Athletes in most sports are prohibited from gathering and practicing the fundamentals of their sports under the supervision of their coaches. Thus, young athletes who have aspirations of participating in athletics at a higher level than high school are being hindered by the lack of refinement of their skills in their respective sports.
Bill Kinnunen, long-time head coach of the Grand Rapids High School and Grand Rapids American Legion baseball programs, said there is no doubt that the virus is paying no favors to the athletes in their quest to play at higher levels.
“We are hoping that the governor gives us clearance so that we can start playing,” said Kinnunen. “Right now you can have groups of 10 people so we just practice in two groups if we wanted to as long as we follow all the rules and clean all the equipment every time somebody touches it.”
Kinnunen said that once baseball is cleared to begin – if it does – Grand Rapids is looking to become part of a league for the summer. Since American Legion baseball has been cancelled, the coach said there is the Senior Babe Ruth League and a league sponsored by Minnesota Youth Baseball. He added that many of the Twin Cities teams are going to play in an independent league.
“We will have three choices of what we want to do if we get opened up here,” Kinnunen said. “Plus they haven’t cancelled VFW ball yet so coach (Greg) Tulla might get a chance to work with his kids and that will help tremendously.”
Kinnunen said players have been playing catch and hitting in small groups, but he said coaching staffs are missing out on seeing how the players are developing and helping with the all-important fundamentals.
“Everybody will be in the same boat; the older kids know what to work on and it is the young kids that aren’t getting the reps under our eyes that the staff would help them with,” Kinnunen explained. “That’s the big thing.”
Kinnunen said the lack of baseball has really hurt the college recruiting process because college coaches needed to get more looks at the young players if they had not yet decided on a college.
“I don’t think any of our six seniors has made a decision yet,” said Kinnunen. “I have a feeling it is going to help coach (Justin) Lamppa’s (ICC) program down the line because for one year they may all stay home and go the junior college route and then the bigger schools will have a chance to look at them.”
Kinnunen said the lack of coaching baseball has allowed him to get things done around his home, and he already has his shooting lanes cut for the upcoming hunting season at the shack.
“I am way ahead of schedule with all the time I have compared to going to school and then going to practice right after,” Kinnunen laughed. “And, my wife is happy.
“You miss the kids and you miss the other coaches that you see during the season.
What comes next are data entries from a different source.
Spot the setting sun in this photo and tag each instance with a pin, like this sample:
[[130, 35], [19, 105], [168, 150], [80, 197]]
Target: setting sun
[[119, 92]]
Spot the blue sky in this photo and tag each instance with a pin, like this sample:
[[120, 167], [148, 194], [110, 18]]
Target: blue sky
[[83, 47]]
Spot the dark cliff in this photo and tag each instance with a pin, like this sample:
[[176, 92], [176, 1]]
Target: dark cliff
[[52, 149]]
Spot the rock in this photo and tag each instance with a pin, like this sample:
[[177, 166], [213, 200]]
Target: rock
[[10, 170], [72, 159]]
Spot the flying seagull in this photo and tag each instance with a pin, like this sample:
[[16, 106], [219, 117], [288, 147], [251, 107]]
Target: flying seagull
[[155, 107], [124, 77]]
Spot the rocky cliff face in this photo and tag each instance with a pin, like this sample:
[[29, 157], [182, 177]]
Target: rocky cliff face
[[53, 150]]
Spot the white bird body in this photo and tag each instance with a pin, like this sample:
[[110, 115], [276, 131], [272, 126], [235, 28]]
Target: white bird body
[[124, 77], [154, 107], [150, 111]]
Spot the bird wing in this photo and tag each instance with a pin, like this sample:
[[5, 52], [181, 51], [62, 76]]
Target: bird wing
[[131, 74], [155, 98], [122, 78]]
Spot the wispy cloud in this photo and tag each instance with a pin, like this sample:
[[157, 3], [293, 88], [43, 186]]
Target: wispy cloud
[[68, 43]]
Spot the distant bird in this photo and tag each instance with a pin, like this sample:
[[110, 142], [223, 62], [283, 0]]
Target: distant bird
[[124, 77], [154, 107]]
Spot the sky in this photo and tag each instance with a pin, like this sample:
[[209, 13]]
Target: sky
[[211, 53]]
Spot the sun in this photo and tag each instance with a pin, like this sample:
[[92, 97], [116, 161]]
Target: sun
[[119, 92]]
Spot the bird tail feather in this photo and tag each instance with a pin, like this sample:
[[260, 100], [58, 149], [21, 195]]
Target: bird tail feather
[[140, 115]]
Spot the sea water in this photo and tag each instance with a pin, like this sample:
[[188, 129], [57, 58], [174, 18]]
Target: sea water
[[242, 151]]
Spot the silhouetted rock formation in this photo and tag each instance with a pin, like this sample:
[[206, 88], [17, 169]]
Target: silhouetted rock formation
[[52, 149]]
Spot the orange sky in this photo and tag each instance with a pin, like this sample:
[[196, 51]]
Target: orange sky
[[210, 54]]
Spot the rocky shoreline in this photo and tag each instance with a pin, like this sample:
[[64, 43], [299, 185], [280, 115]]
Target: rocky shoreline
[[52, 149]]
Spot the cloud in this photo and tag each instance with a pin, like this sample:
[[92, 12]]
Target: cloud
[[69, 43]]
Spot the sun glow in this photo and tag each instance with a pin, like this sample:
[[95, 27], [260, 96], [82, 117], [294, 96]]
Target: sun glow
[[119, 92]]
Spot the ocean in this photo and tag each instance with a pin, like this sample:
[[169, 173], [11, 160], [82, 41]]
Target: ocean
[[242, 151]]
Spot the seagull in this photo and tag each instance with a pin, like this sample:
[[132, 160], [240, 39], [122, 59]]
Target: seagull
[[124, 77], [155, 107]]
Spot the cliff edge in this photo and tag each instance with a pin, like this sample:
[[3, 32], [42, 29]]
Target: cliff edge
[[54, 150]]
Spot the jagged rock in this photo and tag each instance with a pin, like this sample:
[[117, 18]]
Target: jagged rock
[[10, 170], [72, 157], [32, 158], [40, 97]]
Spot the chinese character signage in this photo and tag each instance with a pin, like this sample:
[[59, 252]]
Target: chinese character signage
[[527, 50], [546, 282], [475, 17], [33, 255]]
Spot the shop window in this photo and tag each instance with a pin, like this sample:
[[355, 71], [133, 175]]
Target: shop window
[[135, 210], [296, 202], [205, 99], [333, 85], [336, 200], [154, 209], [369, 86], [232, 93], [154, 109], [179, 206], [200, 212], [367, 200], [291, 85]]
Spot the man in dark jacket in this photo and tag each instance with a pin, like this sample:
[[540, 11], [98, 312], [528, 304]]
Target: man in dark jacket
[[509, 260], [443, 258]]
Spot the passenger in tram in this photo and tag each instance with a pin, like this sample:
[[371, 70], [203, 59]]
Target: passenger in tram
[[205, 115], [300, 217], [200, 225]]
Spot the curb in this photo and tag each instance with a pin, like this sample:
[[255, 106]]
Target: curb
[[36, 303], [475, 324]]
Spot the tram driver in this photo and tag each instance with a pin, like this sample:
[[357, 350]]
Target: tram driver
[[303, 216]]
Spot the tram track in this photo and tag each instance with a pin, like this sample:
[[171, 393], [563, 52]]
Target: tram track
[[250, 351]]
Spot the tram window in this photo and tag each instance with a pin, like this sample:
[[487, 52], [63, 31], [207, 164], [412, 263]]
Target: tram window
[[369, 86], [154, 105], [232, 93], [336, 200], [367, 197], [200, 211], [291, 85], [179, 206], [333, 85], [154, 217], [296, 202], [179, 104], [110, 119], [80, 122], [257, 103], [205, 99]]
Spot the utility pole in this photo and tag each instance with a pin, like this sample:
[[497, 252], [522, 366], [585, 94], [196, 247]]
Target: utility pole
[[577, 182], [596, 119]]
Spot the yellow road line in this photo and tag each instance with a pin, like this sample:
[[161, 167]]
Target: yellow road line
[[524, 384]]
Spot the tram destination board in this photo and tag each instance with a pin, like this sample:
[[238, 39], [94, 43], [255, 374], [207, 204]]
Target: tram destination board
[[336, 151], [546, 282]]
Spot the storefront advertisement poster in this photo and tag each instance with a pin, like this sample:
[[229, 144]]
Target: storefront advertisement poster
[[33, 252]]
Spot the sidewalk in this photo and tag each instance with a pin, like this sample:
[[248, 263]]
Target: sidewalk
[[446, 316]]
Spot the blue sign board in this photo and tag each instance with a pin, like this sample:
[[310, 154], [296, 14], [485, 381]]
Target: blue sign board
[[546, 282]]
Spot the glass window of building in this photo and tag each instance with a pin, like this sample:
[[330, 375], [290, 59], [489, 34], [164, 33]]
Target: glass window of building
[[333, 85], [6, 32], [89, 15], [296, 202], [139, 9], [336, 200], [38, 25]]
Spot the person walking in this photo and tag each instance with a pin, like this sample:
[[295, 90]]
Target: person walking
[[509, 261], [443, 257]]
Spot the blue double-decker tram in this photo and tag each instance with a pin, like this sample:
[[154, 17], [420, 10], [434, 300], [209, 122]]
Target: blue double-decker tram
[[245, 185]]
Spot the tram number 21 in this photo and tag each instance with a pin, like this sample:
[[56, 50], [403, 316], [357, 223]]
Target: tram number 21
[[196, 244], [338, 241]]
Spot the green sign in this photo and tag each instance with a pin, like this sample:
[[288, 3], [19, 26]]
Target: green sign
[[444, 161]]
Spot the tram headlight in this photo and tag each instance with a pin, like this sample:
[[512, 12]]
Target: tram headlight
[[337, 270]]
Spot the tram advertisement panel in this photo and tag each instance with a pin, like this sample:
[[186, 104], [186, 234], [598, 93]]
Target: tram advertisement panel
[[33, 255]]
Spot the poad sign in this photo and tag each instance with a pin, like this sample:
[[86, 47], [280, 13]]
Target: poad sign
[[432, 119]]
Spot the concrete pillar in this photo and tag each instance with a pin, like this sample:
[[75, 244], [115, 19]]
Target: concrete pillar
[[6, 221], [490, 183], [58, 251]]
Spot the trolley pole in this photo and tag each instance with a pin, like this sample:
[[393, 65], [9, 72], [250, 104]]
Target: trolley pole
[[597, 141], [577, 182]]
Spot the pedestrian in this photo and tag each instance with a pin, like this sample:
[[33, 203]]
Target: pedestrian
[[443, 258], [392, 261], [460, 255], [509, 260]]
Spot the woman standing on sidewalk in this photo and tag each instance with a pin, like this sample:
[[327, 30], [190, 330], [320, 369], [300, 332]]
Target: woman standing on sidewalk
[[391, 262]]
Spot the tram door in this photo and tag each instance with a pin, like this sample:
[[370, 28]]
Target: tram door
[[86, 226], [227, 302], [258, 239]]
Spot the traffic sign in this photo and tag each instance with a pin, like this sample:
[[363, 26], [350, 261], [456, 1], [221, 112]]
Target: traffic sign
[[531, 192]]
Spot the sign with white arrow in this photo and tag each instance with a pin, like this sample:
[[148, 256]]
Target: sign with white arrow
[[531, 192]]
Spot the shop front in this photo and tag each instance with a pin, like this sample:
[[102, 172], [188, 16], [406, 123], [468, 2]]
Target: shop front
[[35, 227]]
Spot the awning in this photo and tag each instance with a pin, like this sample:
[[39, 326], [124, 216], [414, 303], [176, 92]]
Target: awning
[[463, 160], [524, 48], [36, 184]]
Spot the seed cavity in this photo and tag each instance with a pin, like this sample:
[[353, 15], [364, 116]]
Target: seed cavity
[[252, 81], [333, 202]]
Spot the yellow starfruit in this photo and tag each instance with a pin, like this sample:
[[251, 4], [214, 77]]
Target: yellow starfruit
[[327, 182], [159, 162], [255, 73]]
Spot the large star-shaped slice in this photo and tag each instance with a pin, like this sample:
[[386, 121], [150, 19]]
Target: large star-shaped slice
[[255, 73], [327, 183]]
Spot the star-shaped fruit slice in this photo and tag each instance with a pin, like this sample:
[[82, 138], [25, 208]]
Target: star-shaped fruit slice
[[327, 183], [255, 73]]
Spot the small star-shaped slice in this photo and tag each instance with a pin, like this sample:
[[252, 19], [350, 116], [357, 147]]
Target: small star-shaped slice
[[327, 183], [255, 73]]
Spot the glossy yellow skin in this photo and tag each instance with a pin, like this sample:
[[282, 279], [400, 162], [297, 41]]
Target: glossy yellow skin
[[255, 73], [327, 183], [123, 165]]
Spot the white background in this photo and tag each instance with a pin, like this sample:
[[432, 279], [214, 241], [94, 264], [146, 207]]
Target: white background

You miss the practices and watching the kids get better. There are all kinds of stuff you miss, just the camaraderie of hanging out in the dugout, on the bus, all that stuff. But it will come back eventually.
“I think everybody will come out of it just fine. The kids aren’t going to forget how to play baseball. But with a year of development, the juniors and the seniors are the ones that are going to be hurt the most with the college coaches.
“This is the worst thing you can think of happening as far as high school baseball, not getting to play your senior year so you don’t get another shot at it compared to the college players that get to come back. Everybody is very disappointed; this is as bad as it can get being told that you are not going to get to play.
“We had all kinds of guys coming back and we were going to have an outstanding year. We had very high expectations going into it and hopefully we get to play some in the summer and hopefully there is a playoff at the end.
“That is what we are missing out on, those pressure situations for the playoffs. We lost a whole year of it now not being able to play high school.”